Discussion in 'Journalism topics only' started by Voodoo Chile, May 27, 2010.

  1. Voodoo Chile

    Voodoo Chile Member

    I received an email this week from a middle school athletic director who is also the varsity boys basketball coach at a high school I cover.
    He was sending me results from a regional middle school track meet, but there is a note with the email that says, "Oh, by the way, I won't be coaching basketball next season because I've been fired."
    I call him back to talk more about his firing, but he refuses to comment for the record, even to confirm his firing, because he has served many years with the school district and does not want to jeopardize his teaching and/or AD job.
    I call the principal, but he refuses comment. I call a school board member, but the termination has not yet been placed on the board's agenda, so essentially I have no official verification that he's been fired as a coach.
    Meanwhile, a coach at a rival school, in the same school district, told me who the new coach will be, but he also will not say anything for publication. The purported new coach declined to comment on whether he is leaving his current coaching job.
    It's cool that all of these people like and trust me enough to tell me things privately, but it sucks that I know all this stuff and can't get any official attribution.
    Our paper has a policy against using unnamed sources except in cases where we lay our facts out to the editor in charge and he gives approval, but in this case my editor tells me to wait until something becomes official or until I can convince someone to comment.
    I guess I just have to wait it out, but is there an avenue to take that I haven't thought of yet?
     
  2. HanSenSE

    HanSenSE Well-Known Member

    With the number of bureaucratic roadblocks, you may have to wait for the school board to approve the hiring (so a heads-up to the education reporter would help here ... assuming you have one that cover the school board!) or for the parents who like the coach to march on the school board and demand a reversal.

    Been there, done that, go the t-shirt with way too many corporate logos on it ... not fun. But sometimes it's all you can do.
     
  3. reformedhack

    reformedhack Well-Known Member

    Seems to me that the coach already confirmed it for you by sending you an e-mail that says, "I've been fired." He didn't go off the record until you called to follow up. Technically speaking, you have enough to write a story from that alone, if you think it's worth burning a bridge or two. Of course, it wouldn't be the strongest story, but it *would* be a story, with additional details likely to unfold in subsequent days. Plus, you would have a scoop.

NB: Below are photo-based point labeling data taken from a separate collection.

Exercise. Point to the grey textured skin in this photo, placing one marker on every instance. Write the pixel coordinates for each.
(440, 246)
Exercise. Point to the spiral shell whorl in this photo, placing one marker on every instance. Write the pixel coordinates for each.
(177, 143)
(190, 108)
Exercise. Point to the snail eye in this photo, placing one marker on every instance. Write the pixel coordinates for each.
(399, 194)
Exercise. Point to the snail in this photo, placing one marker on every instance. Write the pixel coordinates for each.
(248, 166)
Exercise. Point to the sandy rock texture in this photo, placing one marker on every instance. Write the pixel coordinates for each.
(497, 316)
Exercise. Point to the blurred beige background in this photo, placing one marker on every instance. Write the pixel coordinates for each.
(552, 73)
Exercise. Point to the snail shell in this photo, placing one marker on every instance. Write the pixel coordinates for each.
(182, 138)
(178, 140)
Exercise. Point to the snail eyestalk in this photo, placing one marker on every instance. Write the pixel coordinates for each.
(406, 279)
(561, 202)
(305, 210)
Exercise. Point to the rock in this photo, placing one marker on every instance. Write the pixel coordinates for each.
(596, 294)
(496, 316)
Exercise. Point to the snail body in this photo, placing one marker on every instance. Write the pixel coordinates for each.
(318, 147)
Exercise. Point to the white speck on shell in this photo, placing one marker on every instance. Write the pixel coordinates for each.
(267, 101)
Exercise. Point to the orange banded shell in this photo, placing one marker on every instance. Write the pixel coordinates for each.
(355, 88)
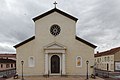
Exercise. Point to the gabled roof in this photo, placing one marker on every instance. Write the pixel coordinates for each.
(54, 10)
(7, 61)
(108, 52)
(30, 39)
(54, 45)
(86, 42)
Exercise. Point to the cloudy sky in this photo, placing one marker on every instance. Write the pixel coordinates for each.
(99, 20)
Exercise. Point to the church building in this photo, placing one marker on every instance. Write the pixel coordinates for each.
(55, 49)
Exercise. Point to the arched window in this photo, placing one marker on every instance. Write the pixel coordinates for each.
(31, 62)
(78, 61)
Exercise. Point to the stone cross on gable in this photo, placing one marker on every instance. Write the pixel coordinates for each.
(55, 3)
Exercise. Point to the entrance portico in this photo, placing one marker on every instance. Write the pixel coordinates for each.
(55, 59)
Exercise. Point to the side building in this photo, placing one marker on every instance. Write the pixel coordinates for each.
(7, 61)
(108, 60)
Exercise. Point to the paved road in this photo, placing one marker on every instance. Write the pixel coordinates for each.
(2, 79)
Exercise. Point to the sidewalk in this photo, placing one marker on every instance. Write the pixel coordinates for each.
(56, 78)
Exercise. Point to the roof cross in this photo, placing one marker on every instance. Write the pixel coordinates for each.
(55, 3)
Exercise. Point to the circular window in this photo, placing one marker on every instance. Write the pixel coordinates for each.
(55, 30)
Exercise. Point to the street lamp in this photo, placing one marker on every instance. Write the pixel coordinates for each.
(22, 62)
(87, 69)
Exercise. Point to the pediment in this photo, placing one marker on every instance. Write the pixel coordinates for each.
(55, 45)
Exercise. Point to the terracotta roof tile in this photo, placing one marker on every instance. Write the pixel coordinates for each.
(108, 52)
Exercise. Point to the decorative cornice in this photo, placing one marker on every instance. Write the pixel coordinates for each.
(86, 42)
(54, 10)
(24, 42)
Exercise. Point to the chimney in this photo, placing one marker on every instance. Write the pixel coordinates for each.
(97, 52)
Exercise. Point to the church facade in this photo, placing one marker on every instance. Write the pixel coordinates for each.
(55, 49)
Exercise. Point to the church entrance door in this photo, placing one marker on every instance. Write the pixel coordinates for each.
(55, 64)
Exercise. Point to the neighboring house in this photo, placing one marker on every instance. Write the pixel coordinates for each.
(8, 56)
(55, 49)
(7, 61)
(108, 60)
(7, 64)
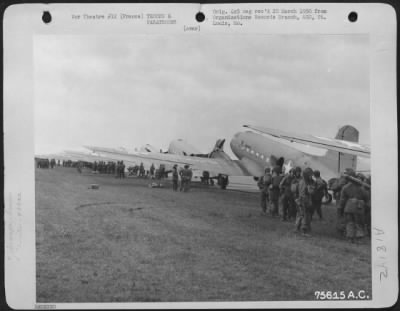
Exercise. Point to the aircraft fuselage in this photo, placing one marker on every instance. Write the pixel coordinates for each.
(256, 152)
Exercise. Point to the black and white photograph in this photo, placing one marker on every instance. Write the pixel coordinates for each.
(215, 167)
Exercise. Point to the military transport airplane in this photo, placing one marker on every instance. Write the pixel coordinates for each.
(262, 147)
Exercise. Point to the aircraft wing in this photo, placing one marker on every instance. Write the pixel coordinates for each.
(317, 141)
(214, 165)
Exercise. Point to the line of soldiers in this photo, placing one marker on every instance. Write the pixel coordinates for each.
(297, 195)
(46, 163)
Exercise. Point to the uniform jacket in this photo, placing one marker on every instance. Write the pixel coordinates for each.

    Still, the only practical thing you can do is keep working your contacts until you can get someone to say something. It's the essence of reporting.
     
  4. SixToe

    SixToe Well-Known Member

    I'd use the line in the email from the coach and force the issue. All of the "official" bullshit is just that.
     
  5. SF_Express

    SF_Express Active Member

    I guess I should be old-school on this and say "two sources, yada yada yada" but to me you report that a school source said the guy has been fired.
     
  6. HanSenSE

    HanSenSE Well-Known Member

    Another option: Does the opening need to be posted through the district office? I've had people tip me off about coaching openings while they were looking for a job.
     
  7. Dude, the minute that he wrote the email to you that's confirmation. Emails, text messages, all of those are considered on the record. You can go with the story, put some background, state that school officials have refused to comment, get someone else to comment on who the next coach will be since its word on the street.

    Go with it.
     
  8. huntsie

    huntsie Active Member

    Absolutely. It's written correspondence. Why would he write it if he didn't want you to report it? After the initial story is written, you won't have any trouble getting comment.